We had the loveliest time with Carol Gulley Wednesday night, it was just a few days since Ed’s funeral, we thought it might be good for Carol to get out and have dinner with some friends, all of them women, as it happened.
Maria was there, of course, and so were our friends Liz Haggerty and Susan Popper. Both of these women have been through transformative experiences and are intuitive and thoughtful. I’ve noticed that Carol is very much at ease with women, she talks to them easily and openly.
I think she tends to withdraw around strong and loud men.
My own instinct – I was cook and dishwasher – was to stay in the background. Women are natural healers, in many cases. The chemistry was very strong. Carol and I are close friends, but sometimes I think I am one of those men to her.
And I want to be honest, as much as Carol loved him, Ed was not the easiest husband in the world.
He tended to fill all of the spaces he was in, he quite naturally took center stage, was opinionated and often impatient with the opinions of others. I think Carol quite often deferred to him and slipped into the background quite instinctively. She calls him My Farmer in her blog, never Ed.
I loved Ed too, but I don’t want to deify him. He was very human. He could be overpowering. He and I were two blowhards together, I could blow back.

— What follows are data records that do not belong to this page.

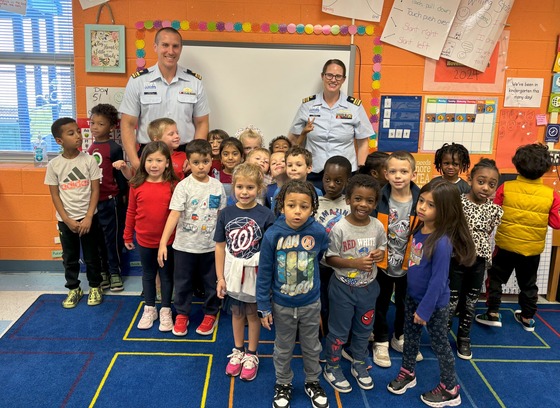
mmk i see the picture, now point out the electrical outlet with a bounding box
[54,236,60,244]
[550,149,560,166]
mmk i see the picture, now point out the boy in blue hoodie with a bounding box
[257,180,330,408]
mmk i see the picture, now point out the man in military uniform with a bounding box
[119,27,210,169]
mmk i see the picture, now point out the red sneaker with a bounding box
[172,314,189,336]
[196,314,217,335]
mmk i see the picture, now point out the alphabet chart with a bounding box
[422,96,497,153]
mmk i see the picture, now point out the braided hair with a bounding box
[434,143,470,174]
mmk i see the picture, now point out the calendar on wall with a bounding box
[422,96,497,153]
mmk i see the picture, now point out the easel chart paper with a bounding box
[381,0,460,60]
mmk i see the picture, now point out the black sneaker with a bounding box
[420,383,461,407]
[273,383,293,408]
[514,310,535,332]
[475,312,502,327]
[387,367,416,395]
[304,381,329,408]
[457,337,472,360]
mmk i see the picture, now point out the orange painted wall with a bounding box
[1,0,560,262]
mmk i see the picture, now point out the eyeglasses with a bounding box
[323,73,345,81]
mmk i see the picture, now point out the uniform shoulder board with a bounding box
[347,96,362,106]
[186,69,202,80]
[131,68,149,78]
[302,95,317,104]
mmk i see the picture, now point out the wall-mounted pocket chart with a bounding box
[379,96,422,152]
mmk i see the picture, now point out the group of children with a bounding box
[45,106,559,408]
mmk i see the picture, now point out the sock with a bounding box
[246,349,257,355]
[234,346,244,352]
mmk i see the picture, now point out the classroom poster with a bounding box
[0,0,27,14]
[422,96,497,154]
[495,108,538,172]
[412,153,434,187]
[322,0,384,22]
[441,0,515,72]
[423,30,509,93]
[379,95,422,152]
[504,78,544,108]
[380,0,461,60]
[86,87,125,117]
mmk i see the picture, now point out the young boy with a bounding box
[316,156,352,337]
[266,151,288,210]
[148,117,187,180]
[372,150,422,367]
[45,118,103,308]
[257,180,330,408]
[87,103,126,292]
[476,143,560,331]
[323,175,386,393]
[158,139,227,336]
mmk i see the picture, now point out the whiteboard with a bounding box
[179,41,355,145]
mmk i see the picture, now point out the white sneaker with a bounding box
[159,307,173,332]
[391,334,423,361]
[373,342,391,368]
[137,305,158,330]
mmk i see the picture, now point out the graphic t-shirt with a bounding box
[214,204,275,302]
[169,175,226,253]
[316,195,350,234]
[386,197,413,277]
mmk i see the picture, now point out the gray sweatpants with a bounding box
[272,300,322,385]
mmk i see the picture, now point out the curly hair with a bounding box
[346,174,380,200]
[512,143,551,180]
[91,104,119,127]
[274,180,319,217]
[269,135,292,153]
[434,143,470,174]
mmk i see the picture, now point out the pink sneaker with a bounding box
[225,348,244,377]
[240,353,259,381]
[196,314,217,335]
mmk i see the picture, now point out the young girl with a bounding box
[359,151,389,188]
[237,124,264,155]
[214,163,275,381]
[387,178,475,407]
[269,135,292,154]
[449,159,503,360]
[247,147,273,191]
[433,143,471,194]
[123,141,179,331]
[213,137,244,199]
[208,128,229,174]
[256,180,330,408]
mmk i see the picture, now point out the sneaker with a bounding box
[159,307,173,332]
[475,312,502,328]
[341,348,373,370]
[304,381,329,408]
[390,335,424,362]
[514,310,535,332]
[137,305,158,330]
[225,348,245,377]
[100,272,110,290]
[387,367,417,395]
[351,361,374,390]
[323,365,352,393]
[456,337,472,360]
[110,274,124,292]
[373,342,391,368]
[172,314,189,336]
[240,353,259,381]
[62,287,83,309]
[273,383,293,408]
[87,287,103,306]
[196,314,217,335]
[420,383,461,407]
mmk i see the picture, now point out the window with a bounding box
[0,0,74,157]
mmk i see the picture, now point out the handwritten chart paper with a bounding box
[78,0,108,10]
[381,0,460,60]
[504,78,543,108]
[322,0,384,22]
[0,0,27,14]
[441,0,514,72]
[86,87,125,117]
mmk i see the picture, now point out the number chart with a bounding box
[422,96,497,153]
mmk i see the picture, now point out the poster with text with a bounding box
[379,95,422,152]
[0,0,27,14]
[86,87,125,117]
[441,0,515,72]
[504,78,544,108]
[322,0,384,22]
[381,0,460,60]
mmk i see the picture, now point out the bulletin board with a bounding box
[379,95,422,152]
[422,96,497,153]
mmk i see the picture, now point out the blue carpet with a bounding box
[0,295,558,407]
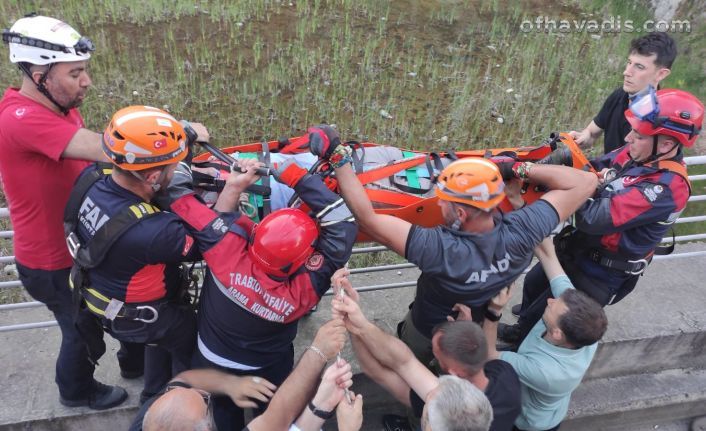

I thought Carol needed a quiet night. We talked very little of Ed’s illness and the funeral. I don’t want to share the details of our talking.
So I cooked a dinner of scallops, fresh corn, tomatoes with mozzarella cheese and fresh melon, all from the Moses Farm, the descendants of Grandma herself.
The evening was lovely, from beginning to end. I came and went, and finally disappeared to do the dishes. The conversation flowed easily and comfortably, it sounded lovely from the kitchen, like one of the beautiful running streams.
I think these women all took their cues from Carol without discussing it. They just knew to do it.
Carol didn’t say much at first. Her eyes were puffy and full of sorrow.
But then, as the evening wore on and she began to feel more at ease. She opened up and told us some of the very beautiful and touching stories of her life, about her horse Blackjack, her beloved father, early life on Bejosh Farm with Ed.
Sometimes she needed to be quiet, sometimes she needed to talk.
We all let her decide.
Carol is very proud of her blog, the popular Bejosh Farm Journal, and I ought to say, she was the engine of that blog and of it’s growth, the woman that is always behind the great man.
She had a great subject in Ed and Bejosh Farm, but she has the pride and ego of the natural bloggers, she always knows how many hits and visits the blog gets. She is proud of it, I can tell, and she will continue publishing it. It will be worth following.
Carol was shattered by Ed’s death, but she is also strong and resilient. As often happens, his illness transformed her, she had little choice. This is a process, and she is in it.
Over the last couple of months, I’ve witnessed Carol’s compassion, her devotion to family, her love of Ed, and now I am witnessing something else, an emergence. I felt last night I was talking to Carol in a very different way than I have talked with her. I felt the beginnings of a different Carol.
I knew Carol, we were friends, but this is a different Carol. There is no shadow over her, no towering presence to support and to get out of the way of, or argue with. She will get used to that.
It was just a lovely evening. We could see Carol relax and open up as the night went on.
Maria and I were thinking how well these women did with each other, how at ease they all were with her (Maria too, of course).
She told all kinds of stories of the County Fair, just getting underway (she gave us all tickets, Ed was a big cheese at the fair.) She asked us to make sure to find the grandkids, they are staying in campers and 4-H dormitories to be near their cows.
I want to see the Ed Gulley memorial display his daughter Maggie put up, and i want to see my portrait of photos of him hanging on the exhibit. There are rumors of Thai food at the fair this year, that would be an earthquake.
At dinner, what I was thinking once again was that women are different from men, many are natural and instinctive healers. They understand one another better than most men understand them. The Goddesses seem to reside in many women, they pop up when needed, especially if they are needed by other women.
The evening could have been painful and awkward, but it wasn’t, it was safe and warm and healing, in the way women sometimes are and men rarely are.
I think these women will be getting together often. I felt friendships taking hold. I think it was so good for Carol to come out to have dinner with us, I wasn’t sure she could.
We sat and ate and talked for several hours (I was in the kitchen the last hour) and it felt like such a good place to be. Carol came to life. It was light when they came and pitch black when they got up to leave.
I hadn’t planned to write about it, I didn’t take any photos, but afterwards, I realized I had to write about it.
Tonight, Carol took an important step away from the abyss, she stepped out into the light. Her life had just been shattered, the pieces were beginning to fall into place. Grieving is like that.
I wished peace for Ed, and I wish it for Carol, she knows what’s ahead. And she runs from nothing.